The US auto safety regulator asked 12 major automakers to assist with their probe into the 12 crashes involving Tesla cars. This probe covers all the 765,000 Tesla vehicles in the country which were built between 2014-2021. The investigation is because the vehicles were known to be using the advanced driver assistance system.
The National Highway Traffic Safety Administration (NHTSA) announced that it sent out letters to 12 major automakers for assistance in this matter. These companies include Ford Motors, Volkswagen, Toyota, General Motors, and many others. The regulator will conduct a “comparative analysis” with other “production vehicles equipped with the ability to control both steering and braking/accelerating simultaneously under some circumstances.”
NHTSA is known to have opened a formal safety probe in August into Tesla driver assistance technology. This involves investigating all the 765,000 Tesla vehicles in the country. Tesla full self-driving technology can handle some driving tasks without the intervention of humans. In the past, many times Youtube videos of customers posting dangerous experiments have led to different misconceptions. Recently the Tesla FSD Beta 10 is known to have mind-blowing features as the company also increased the speed at which the vehicles could drive on their own.
Using data from other automakers
Being high time for NHTSA to work on working the Tesla car crashes, the agency asked 12 automakers to list crashes where the advanced driving system was used. States as the advanced driving system at “anytime during the period beginning 30 seconds immediately prior to the commencement of the crash.”
Furthermore, the letters to the companies also ask for details on advanced driver assistance systems, about whether it can ensure the driver is paying attention. It also asks about how their system can detect if the driver doesn’t pay attention. By November 3rd some companies are to respond and by November 17th for others. It also included the details, “strategies for detecting and responding to the presence of first responder/law enforcement vehicles.”
For Tesla, an 11-page letter was sent asking various questions for which the answers must be sent by October 22 without fail.

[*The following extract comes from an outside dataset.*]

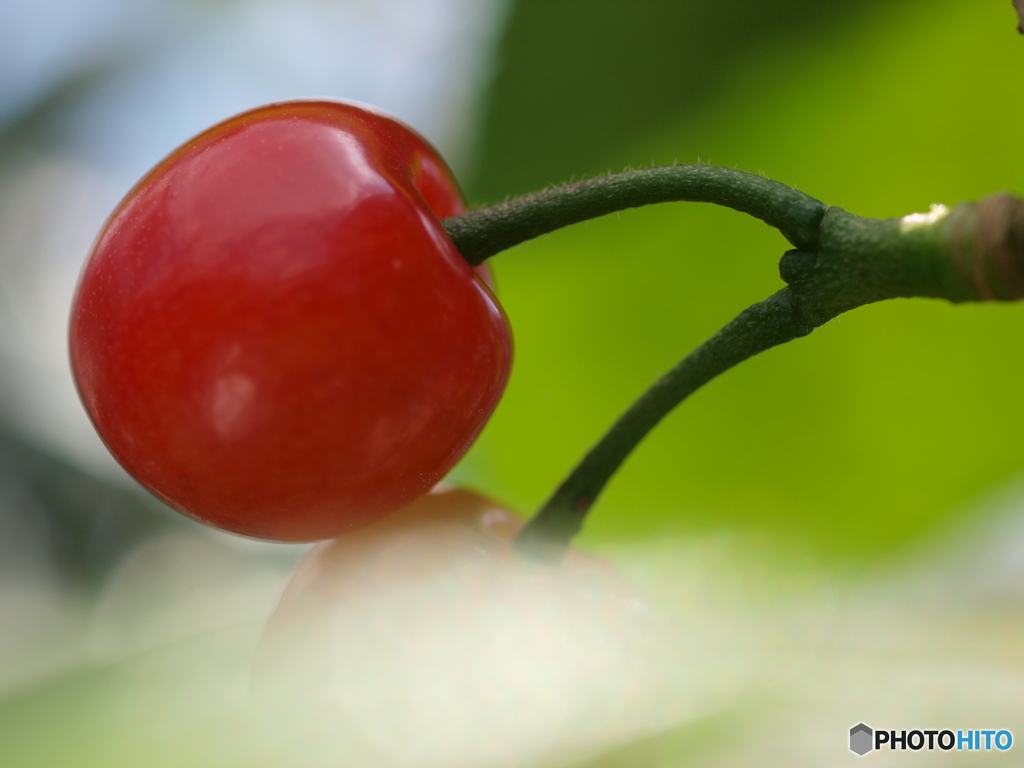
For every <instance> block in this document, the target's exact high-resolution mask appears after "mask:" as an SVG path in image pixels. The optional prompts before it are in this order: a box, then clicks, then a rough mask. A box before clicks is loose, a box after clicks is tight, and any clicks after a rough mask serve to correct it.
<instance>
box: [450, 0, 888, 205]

NHTSA confirmed that they are investigating the reports which showed 17 injuries and one death of those 12 crashes. Also added that the investigation on a crash involving a 52-year-old man struck by a Tesla was also under investigation.
For years now, many Tesla crashes have been under investigation. As the software is being updated rapidly this year, the push to make sure the technology is safe for people is also increasing from NHTSA.